Biassono, il museo civico riparte con il botto

Sabato 30 maggio, alle 17, sarà presentato al pubblico un pregevole dipinto dell’Ottocento

Biassono, il museo civico riparte con il botto
Caratese, 17 Maggio 2020 ore 12:00

Da domani, lunedì 18 maggio, i musei torneranno ad aprile le loro porte. Anche il Museo Civico “Carlo Verri” di Biassono è pronto a ripartire: lo farà con una bella sorpresa.

Ripresa… con sorpresa

Sabato 30 maggio, alle 17, sarà presentato al pubblico un dipinto dell’Ottocento rappresentante la “Città di Como dal lago”, che ha recentemente arricchito le collezioni del museo grazie ad un generoso dono di Ermanno A. Arslan.

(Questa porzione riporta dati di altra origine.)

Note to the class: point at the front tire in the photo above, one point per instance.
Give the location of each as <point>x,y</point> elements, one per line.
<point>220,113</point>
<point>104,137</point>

La mostra si terrà nella Sala del Medagliere. L’opera sarà visibile negli orari di normale apertura. L’ingresso è libero, con il divieto di assembramenti. Nel caso di bel tempo la mostra sarà presentata nel cortile del Museo, dove si potranno meglio curare le distanze sociali prescritte.

La pregevole opera

L’immagine, catturata circa centocinquant’anni fa dalla riva orientale del lago, verso la Punta di Geno, ci dona una visione della città, con darsene e porto, completamente diversa da quella d’oggi: nessun viale o piazza ma un austero approdo, quasi fosse una cinta murata residuo dell’età medievale – spiegano dal “Carlo Verri” – Superata questa barriera si scorge nel suo splendore la città, con il Duomo, la sua cupola e l’alta facciata, la torre civica del Broletto, le case e i palazzi con il verde dei giardini, le altre chiese e, sullo sfondo, gli alti rilievi che la coronano e la proteggono, con il castello Baradello che si staglia in fondo contro il cielo.

La tela vanta un’antica attribuzione a Filippo Carcano (1840-1914), notissimo artista milanese che iniziò a frequentare l’Accademia di Brera nel 1855; i primi studi hanno consentito di collocare l’esecuzione dell’opera ad un momento anteriore al 1869, durante la giovinezza del suo possibile autore.